ISB outgrew the Wallingford lab space a while back. Some employees had been working at the lab on N. 34th Street, across from Essential Baking, while others worked in Fremont for the past two years. Now all 330 of us are under one roof again. But the new building is in South Lake Union. The new space is located on Terry Ave N., near several of ISB’s research partners, including Seattle BioMed, UW Medicine, PATH, Fred Hutchinson Cancer Research Center, Seattle Children’s Hospital, Novo Nordisk, VLST and SightLife. The close proximity to collaborating institutions will allow ISB to work more effectively and efficiently with these world class institutions. For more detail, see the press release here.
ISB accomplished a lot here in Wallingford, and we’re grateful to the neighborhood for hosting us. Here are just a few of ISB’s many accomplishments during what I’m going to dub, “the Wallingford era”:
- ISB and Swedish Neuroscience Institute engaged in a partnership to study brain tumors in order to develop advanced treatments that could improve diagnosis and treatment.
- ISB scientists identified multiple perturbed networks in prostate cancer. This represents an important step forward in assessing an individual’s health status, which will be necessary in the emerging field of predictive and preventive medicine.

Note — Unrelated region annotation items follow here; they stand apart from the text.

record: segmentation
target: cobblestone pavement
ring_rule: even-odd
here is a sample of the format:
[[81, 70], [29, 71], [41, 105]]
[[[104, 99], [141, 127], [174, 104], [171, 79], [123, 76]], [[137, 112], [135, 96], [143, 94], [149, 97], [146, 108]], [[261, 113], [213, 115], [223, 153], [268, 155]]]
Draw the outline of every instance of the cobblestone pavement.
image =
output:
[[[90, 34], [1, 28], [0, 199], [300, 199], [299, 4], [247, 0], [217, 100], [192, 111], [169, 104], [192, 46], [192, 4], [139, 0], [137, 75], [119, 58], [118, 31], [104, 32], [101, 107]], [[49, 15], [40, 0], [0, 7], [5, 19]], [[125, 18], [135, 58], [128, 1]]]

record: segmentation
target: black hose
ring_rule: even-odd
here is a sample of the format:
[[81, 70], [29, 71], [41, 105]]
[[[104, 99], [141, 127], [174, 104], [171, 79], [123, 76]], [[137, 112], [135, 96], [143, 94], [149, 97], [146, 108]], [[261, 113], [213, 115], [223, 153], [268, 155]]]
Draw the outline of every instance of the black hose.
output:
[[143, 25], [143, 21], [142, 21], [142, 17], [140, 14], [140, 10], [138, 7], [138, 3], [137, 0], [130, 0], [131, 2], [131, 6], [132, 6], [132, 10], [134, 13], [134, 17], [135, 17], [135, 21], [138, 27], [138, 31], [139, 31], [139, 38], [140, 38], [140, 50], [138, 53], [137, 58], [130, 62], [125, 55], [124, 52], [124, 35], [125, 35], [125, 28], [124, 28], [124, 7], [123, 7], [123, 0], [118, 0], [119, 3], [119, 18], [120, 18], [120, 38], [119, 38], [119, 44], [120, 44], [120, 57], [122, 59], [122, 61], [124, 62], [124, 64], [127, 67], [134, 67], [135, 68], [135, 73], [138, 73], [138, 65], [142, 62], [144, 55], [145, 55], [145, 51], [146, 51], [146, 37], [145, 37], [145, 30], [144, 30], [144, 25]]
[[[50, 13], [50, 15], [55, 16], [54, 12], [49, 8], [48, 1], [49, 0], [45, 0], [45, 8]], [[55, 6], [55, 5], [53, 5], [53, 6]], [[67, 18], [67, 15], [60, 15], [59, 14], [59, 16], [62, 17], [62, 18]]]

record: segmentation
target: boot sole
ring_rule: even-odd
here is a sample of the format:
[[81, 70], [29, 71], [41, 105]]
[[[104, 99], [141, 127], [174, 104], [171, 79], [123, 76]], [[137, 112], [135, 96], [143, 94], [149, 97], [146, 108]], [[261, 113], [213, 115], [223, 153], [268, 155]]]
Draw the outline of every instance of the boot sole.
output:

- Luxembourg tapped three of the US’ most prominent biomedical science leaders, including ISB, for an unprecedented international collaboration to establish a bioscience center of excellence in the heart of the European Union, and to conduct genetic studies.
- ISB and Ohio State recently partnered up to start the P4 Medicine Institute.

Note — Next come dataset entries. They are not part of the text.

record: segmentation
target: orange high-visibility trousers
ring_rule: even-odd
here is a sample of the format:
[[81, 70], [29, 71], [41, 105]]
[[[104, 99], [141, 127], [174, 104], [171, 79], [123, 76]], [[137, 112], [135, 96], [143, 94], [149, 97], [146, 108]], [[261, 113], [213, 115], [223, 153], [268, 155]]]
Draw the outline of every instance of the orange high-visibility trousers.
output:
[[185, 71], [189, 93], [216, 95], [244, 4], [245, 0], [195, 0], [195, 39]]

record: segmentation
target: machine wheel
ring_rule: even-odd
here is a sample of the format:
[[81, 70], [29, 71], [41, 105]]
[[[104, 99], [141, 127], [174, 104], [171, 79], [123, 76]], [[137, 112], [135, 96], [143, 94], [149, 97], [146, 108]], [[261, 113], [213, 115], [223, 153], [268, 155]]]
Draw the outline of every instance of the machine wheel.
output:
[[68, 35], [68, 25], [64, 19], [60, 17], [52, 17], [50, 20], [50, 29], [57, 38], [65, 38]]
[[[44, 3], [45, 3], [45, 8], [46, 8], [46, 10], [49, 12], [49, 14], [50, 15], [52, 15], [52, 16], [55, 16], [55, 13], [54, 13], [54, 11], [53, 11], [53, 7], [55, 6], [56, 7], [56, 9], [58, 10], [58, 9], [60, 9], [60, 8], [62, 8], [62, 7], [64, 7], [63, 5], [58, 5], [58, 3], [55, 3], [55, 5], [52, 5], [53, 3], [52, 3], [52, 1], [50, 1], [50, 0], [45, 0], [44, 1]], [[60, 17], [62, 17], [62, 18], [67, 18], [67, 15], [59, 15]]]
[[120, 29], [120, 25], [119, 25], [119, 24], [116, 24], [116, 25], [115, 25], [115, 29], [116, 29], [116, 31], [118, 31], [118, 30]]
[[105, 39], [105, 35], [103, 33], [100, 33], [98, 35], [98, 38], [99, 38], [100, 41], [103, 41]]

- ISB is home to the Center for Inquiry Science, whose mission is to enable educators to produce scientifically literate students. KTCS 9 awarded the 2010 Golden Apple award to the Center for Inquiry Science for their educational efforts in Washington State.
- ISB co-founder Lee Hood was awarded the 2010 Kistler Prize for creating the technical foundation of genomic sciences, and the National Academy of Engineering’s 2011 Russ Prize.
- ISB completed the first whole genome sequencing of an entire family (of four) and identified the gene responsible for Miller’s Syndrome.
And much, much more.
Thanks Wallingford, for being such a welcoming home to the Institute all these years! We’re gonna miss the ‘hood… well, those of us who don’t already call Wallingford home, that is!
For more information about ISB, visit http://www.systemsbiology.org.
I’ll miss them. But it has been nice to be able to park somewhere near my house again!
Yeah, I figured some of the closer neighbors would notice the difference in parking!
So sad ISB is gone away. I hope it won’t damage business some of the smaller neighborhood joints too much. Hope someone else moves in soon!
I understand that ISB was planning on expanding to the block next door (the tank farm property). What happened?
I believe somebody else bought that property a couple years ago.